Açıkçası bu noktaya gelene kadar Alman otoritelerinin ve bankalarının tutumu da hiç yapıcı olmadı. Borç probleminin Yunanistan'ın kendi iktisadi dinamikleriyle çözülebileceğini ve borç yeniden yapılandırmasının gerek Yunanistan'ın reform programını aksatacağını, gerekse de diğer yüksek borçlu Avrupa ekonomilerine "kötü örnek" teşkil edeceğini savundular. Ancak durum kesinlikle sadece Yunanistan'ın maliye politikasını sıkılaştırarak halledilebilecek bir problem değil. Yunanistan'ın toplam kamu borcu 340 milyar euro ve borcun milli hasılasına oranı da %160 ile dudak uçuklatıcı büyüklükte.

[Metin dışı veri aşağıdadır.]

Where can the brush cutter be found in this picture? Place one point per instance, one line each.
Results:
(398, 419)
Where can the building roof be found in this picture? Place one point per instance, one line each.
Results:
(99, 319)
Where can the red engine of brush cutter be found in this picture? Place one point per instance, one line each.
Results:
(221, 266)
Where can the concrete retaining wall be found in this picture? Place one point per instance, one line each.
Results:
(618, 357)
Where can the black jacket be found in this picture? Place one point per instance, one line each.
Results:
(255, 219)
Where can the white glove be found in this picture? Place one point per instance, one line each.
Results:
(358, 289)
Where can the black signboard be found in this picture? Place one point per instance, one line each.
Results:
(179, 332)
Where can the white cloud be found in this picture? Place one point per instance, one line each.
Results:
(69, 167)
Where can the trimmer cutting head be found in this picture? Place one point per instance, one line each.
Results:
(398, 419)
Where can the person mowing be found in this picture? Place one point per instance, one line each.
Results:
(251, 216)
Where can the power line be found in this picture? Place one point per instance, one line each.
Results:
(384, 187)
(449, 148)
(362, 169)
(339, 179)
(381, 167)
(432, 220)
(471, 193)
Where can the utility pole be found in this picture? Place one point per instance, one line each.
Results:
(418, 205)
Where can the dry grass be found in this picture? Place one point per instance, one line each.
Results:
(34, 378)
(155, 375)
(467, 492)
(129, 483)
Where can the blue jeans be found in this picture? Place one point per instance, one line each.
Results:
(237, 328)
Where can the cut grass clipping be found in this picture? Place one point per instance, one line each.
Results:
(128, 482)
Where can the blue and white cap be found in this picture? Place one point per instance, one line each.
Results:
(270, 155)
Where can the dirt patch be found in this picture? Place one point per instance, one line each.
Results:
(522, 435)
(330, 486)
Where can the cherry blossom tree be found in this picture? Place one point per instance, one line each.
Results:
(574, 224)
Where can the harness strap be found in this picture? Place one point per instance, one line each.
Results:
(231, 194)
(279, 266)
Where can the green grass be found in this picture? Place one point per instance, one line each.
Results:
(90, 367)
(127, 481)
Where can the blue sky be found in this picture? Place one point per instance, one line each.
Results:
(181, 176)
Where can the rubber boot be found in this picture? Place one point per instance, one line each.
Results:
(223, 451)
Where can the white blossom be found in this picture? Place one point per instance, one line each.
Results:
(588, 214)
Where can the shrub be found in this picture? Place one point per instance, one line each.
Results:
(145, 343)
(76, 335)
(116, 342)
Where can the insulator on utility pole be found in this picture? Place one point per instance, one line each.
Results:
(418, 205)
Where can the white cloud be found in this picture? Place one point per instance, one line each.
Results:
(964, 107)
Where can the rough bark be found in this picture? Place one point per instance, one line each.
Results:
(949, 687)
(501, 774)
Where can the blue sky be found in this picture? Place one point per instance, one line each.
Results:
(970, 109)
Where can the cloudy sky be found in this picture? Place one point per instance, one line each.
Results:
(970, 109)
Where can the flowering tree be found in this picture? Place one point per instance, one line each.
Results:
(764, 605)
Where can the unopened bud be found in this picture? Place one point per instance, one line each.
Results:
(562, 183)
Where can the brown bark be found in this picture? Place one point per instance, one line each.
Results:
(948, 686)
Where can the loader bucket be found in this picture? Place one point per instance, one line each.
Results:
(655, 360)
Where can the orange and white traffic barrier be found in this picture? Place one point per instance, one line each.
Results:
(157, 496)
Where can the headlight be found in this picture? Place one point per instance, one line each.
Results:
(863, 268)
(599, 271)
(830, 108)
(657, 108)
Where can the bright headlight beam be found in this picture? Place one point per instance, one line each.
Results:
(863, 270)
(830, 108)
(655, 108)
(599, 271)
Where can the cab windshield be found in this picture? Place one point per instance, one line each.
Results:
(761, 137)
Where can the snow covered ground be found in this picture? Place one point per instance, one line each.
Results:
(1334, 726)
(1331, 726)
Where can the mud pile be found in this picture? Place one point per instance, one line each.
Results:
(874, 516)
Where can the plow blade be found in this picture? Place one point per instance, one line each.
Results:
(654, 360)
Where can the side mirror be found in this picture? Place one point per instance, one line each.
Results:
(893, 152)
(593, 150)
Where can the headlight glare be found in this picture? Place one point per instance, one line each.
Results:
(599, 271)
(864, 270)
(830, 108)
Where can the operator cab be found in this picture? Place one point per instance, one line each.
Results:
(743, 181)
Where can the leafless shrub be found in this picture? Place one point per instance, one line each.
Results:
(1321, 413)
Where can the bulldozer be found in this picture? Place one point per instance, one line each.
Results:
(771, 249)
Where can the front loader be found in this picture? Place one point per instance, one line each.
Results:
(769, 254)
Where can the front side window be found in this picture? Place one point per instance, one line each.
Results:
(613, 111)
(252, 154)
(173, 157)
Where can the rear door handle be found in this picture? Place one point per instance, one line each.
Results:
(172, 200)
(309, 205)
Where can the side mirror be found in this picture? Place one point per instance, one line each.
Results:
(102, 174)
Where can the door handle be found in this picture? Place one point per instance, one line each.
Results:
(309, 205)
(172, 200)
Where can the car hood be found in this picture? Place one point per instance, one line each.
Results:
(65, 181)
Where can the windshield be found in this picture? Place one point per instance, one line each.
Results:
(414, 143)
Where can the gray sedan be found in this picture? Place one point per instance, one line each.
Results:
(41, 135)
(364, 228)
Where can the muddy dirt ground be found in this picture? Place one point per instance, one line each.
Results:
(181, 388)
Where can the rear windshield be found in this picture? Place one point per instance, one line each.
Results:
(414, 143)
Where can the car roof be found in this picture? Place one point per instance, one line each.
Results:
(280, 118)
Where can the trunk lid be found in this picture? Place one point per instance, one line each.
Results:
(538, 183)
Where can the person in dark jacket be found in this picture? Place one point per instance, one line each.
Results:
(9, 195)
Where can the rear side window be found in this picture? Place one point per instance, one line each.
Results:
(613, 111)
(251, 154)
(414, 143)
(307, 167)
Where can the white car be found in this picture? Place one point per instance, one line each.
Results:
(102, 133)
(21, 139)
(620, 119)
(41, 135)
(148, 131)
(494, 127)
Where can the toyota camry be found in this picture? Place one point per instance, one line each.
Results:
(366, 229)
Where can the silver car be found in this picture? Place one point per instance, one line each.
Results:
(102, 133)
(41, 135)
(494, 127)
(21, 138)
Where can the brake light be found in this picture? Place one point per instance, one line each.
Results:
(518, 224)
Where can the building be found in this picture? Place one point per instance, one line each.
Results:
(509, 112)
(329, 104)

Konuya daha rasyonel yaklaşan Fransızların teklifi ise 80'li yıllarda Latin Amerika'da uygulanan Brady tahvil programına benzer bir uygulama. Buna göre, Yunanistan'ın önümüzdeki 3 sene içerisinde vadesi gelecek olan 100 milyar euro civarındaki borçlarının yarısının vadesi 30 yıla uzatılacak. (Almanlar burada gene itiraz ederek vadenin 5-10 yıla çekilmesi gerektiğini iddia etmekteler. Ancak ben vadenin en az 20 yıl civarında tutulacağını düşünüyorum.) Söz konusu tahviller üzerindeki senelik baz faiz %5.5. Yunan ekonomisinin büyüme hızına göre %2.5 kadar bir faiz daha ilave edilmesi söz konusu. Borçların %20'si ise Avrupa Finansal İstikrar Fonu tarafından ihraç edilecek tahvillerle garanti altına alınacak. Geri kalan %30 ise Yunanistan tarafından vadesinde ödenecek. 50 kadar finansal kuruluşu içeren kreditörler grubu tarafından şekillendirilen bu önerinin 3 Temmuz'daki euro bölgesi maliye bakanları toplantısından önce finalize edilmesi bekleniyor.

Her ne kadar Yunan halkını önümüzdeki dönem zor günler bekliyorsa da, aslında istikrar programı euro bölgesine katıldığından beri rekabetçiliğini hızla kaybeden ve suni bir şekilde büyüyen Yunan ekonomisi için önemli bir toparlanma fırsatı olarak görülmeli.